Наклонила голову, и ее метельные волосы упали с затылка ей на лицо белым флагом.


[гитлер безумный взгляд изнутри]


Эту войну - довести до конца.

До конца! До конца!

Беда людей в том, что они ничего не доделывают до конца.

Их мучат в детстве - а они не дают мучителю отпор, когда вырастут. Надо обладать хорошей памятью и помнить, помнить. Зло никогда не надо забывать. Зло, которое нам причинили, надо всегда помнить, делать из него выводы, анализировать его и строить на этом анализе свою жизненную стратегию. Амеба никогда не побеждает. Побеждает тот, кто имеет внутри себя четкую, ясную память причиненного ему зла.

Я помню, как меня бил отец. Как бил дядя. Я все помню.

Я помню, как еврейка, владелица картинной галереи, бросила мне презрительно: "Унесите отсюда ваш мусор, это не живопись, это курица лапой писала!" - когда я принес ей мои первые картины, нежные пейзажи, реки и озера, леса и поляны. Ваш мусор! Я вытер со щеки этот плевок. Я запомнил его.

Я помню, как оттолкнула меня девочка, в нее я впервые влюбился. Я хотел ее поцеловать, а она обоими кулачками резко толкнула меня в грудь, и я упал. Прямо в пыль, в грязь, на камни мостовой. Я расквасил себе челюсть и расшиб скулу. По лицу у меня текла кровь, а девчонка толкнула меня острым носком туфли в живот, и я скрючился на булыжниках, а она хохотала: "Еще раз сунешься - еще схлопочешь!"

И я, лежа на мостовой, плюясь кровью, видел, как она уходила, вертя круглым задом под школьной формой, и как на ветру бились белые оборки ее атласного фартука.

Жизнь - череда жестокостей.
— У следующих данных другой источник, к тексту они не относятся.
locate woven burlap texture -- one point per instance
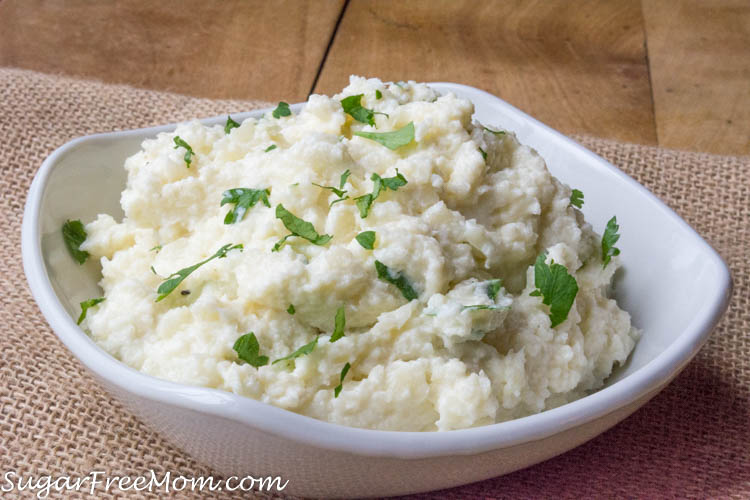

Их все надо помнить, помнить. Кто забудет - горе тому.

Лишенного памяти убивают под забором.

Мы, немцы, нация памяти. Мы помним все. Мы помним и лелеем нашу древность. Наших священных богов. Когда-то мы владели все землей, и это мы хорошо помним. Тысячелетний Рейх - не моя блажь. Все кричат мне: хайль! Мне?! Не мне. Не мне!

Это нашей тысячелетней, незабытой чести - кричат!

Под нами был Тибет и Гималаи. Под нами была Норвегия и Гиперборея. Под нами была Индия и Африка, и это мы, арийцы, волей своей и властью своей вращали Землю. Мы помним это!

Так где же ошибка в том, что мы убиваем беспамятных?!

Грязный червяк не должен жить. Он не помнит своих родичей-червяков.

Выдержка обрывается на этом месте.